This is the repository for Jacob Crabb and Taeho Jeon's Flatiron School end of module 1 project.
Our assignment is in 3 parts:
-
to use the kc_house_data.csv and it's description file, column_names.md, to make a model for predicting home sale prices.
-
to make a powerpoint/keynote/google slides presentation explaining our model
-
to write a blog concerning our project and post it for other aspiring data scientists to see.
A link to the blog on our project's visualisations: https://medium.com/@alludedwinter/visualizations-a-regressive-gene-235a4334276f
link to the slides:
we are to make a model that will predict home price based on costomer needs like number of bedrooms, number of bathrooms,location, and others.

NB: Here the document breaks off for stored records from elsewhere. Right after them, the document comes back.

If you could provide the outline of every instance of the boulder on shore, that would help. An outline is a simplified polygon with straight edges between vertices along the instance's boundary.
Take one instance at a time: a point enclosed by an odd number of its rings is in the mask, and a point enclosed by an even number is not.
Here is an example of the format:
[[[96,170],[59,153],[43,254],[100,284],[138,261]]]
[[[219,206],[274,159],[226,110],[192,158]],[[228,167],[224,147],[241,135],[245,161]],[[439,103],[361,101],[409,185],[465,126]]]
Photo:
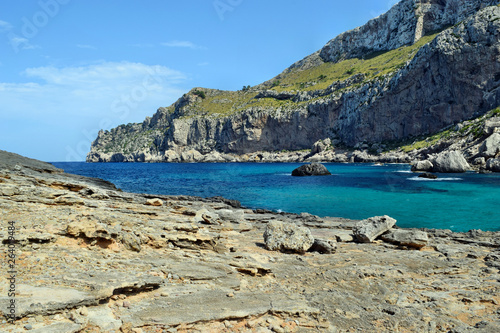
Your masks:
[[[390,216],[375,216],[359,222],[353,229],[353,235],[358,242],[371,243],[378,236],[392,229],[396,220]]]
[[[388,233],[383,234],[380,238],[389,243],[417,249],[426,246],[429,241],[429,237],[425,231],[406,229],[389,231]]]
[[[266,248],[271,251],[305,253],[314,244],[311,230],[294,223],[271,221],[264,231]]]
[[[431,161],[418,161],[411,166],[411,171],[431,171],[433,167]]]
[[[486,170],[500,172],[500,158],[490,158],[486,162]]]
[[[433,172],[461,173],[470,169],[469,163],[461,152],[457,150],[446,151],[439,154],[434,161]]]
[[[309,249],[309,252],[319,252],[324,254],[335,253],[337,242],[332,240],[315,239],[314,244]]]
[[[292,171],[292,176],[329,176],[330,171],[320,163],[304,164]]]
[[[479,152],[483,157],[495,157],[500,152],[500,134],[493,133],[486,140],[484,140]]]

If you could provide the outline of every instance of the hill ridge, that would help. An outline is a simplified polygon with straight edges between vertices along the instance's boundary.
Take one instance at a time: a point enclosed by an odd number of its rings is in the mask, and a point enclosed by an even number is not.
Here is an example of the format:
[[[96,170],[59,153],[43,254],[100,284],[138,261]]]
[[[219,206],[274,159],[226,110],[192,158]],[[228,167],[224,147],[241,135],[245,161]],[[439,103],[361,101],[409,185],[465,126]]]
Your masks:
[[[142,124],[101,131],[87,161],[180,161],[188,151],[199,160],[210,154],[308,149],[326,138],[354,146],[432,134],[479,116],[500,104],[500,65],[491,60],[499,43],[500,9],[474,10],[498,2],[401,1],[260,85],[240,91],[194,88]],[[475,14],[457,21],[469,12]],[[366,34],[374,22],[390,27],[389,18],[401,15],[423,20],[422,32],[444,30],[415,43],[388,37],[390,45],[402,46],[365,49],[358,58],[328,58],[332,45],[343,45],[347,35]],[[455,24],[449,27],[450,22]],[[358,52],[354,49],[352,54]]]

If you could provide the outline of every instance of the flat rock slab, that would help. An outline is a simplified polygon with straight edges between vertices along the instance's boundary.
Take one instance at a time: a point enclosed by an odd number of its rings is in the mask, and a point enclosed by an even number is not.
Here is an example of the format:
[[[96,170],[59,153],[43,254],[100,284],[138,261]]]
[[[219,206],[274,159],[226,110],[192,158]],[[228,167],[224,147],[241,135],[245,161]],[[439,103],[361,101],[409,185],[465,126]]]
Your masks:
[[[429,242],[427,233],[420,230],[392,230],[382,235],[380,238],[386,242],[414,247],[417,249],[426,246]]]
[[[90,293],[58,287],[35,287],[25,284],[16,286],[16,315],[25,317],[30,314],[51,314],[66,308],[96,305],[98,300]],[[7,308],[9,299],[0,298],[1,310]]]
[[[215,280],[227,277],[233,270],[222,264],[179,262],[166,266],[171,274],[192,281]]]
[[[76,333],[81,331],[82,325],[75,323],[55,323],[30,330],[30,333]]]
[[[318,313],[302,298],[259,293],[235,293],[228,297],[219,290],[199,291],[173,298],[145,300],[131,311],[134,322],[176,326],[197,321],[228,320],[259,316],[269,311]]]

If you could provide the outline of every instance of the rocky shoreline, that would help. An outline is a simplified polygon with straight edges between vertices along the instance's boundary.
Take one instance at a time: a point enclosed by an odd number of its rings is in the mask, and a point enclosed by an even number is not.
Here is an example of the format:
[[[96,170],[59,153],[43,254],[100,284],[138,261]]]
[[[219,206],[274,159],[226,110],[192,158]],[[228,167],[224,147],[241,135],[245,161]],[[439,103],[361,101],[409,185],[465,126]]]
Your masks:
[[[0,212],[3,332],[500,331],[499,232],[126,193],[3,151]],[[316,247],[270,250],[286,225]]]
[[[318,140],[311,149],[300,151],[258,151],[230,154],[195,149],[168,150],[151,155],[140,152],[95,154],[88,162],[148,162],[148,163],[404,163],[414,171],[433,172],[500,172],[500,109],[492,110],[473,120],[464,121],[427,137],[414,138],[406,145],[362,143],[355,147],[339,147],[338,141]],[[451,154],[451,158],[450,158]],[[454,167],[441,167],[442,160]],[[424,163],[422,163],[424,162]],[[437,162],[437,163],[436,163]],[[434,164],[436,167],[434,168]],[[423,167],[425,165],[425,167]]]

we are provided two years of housing data from king county in the kc_house_data.csv file to work with. and are allowed to pull from other sources as needed.
we check for duplicates, correct missing or incorrect values, and remove outliers.
we build functions to perfom train/test splits and cross validation. then we test out different predictors with sklearn feature selection.
we test our model in general, on areas outside of Seattle, inside of Seattle and on each individual zip code. we then show the results for each area.
we build a usable predictor function based on our model. then add some final conclusions about our model.
it would be nice at some point to iron out the weaknesses of our model and make improvements to the code.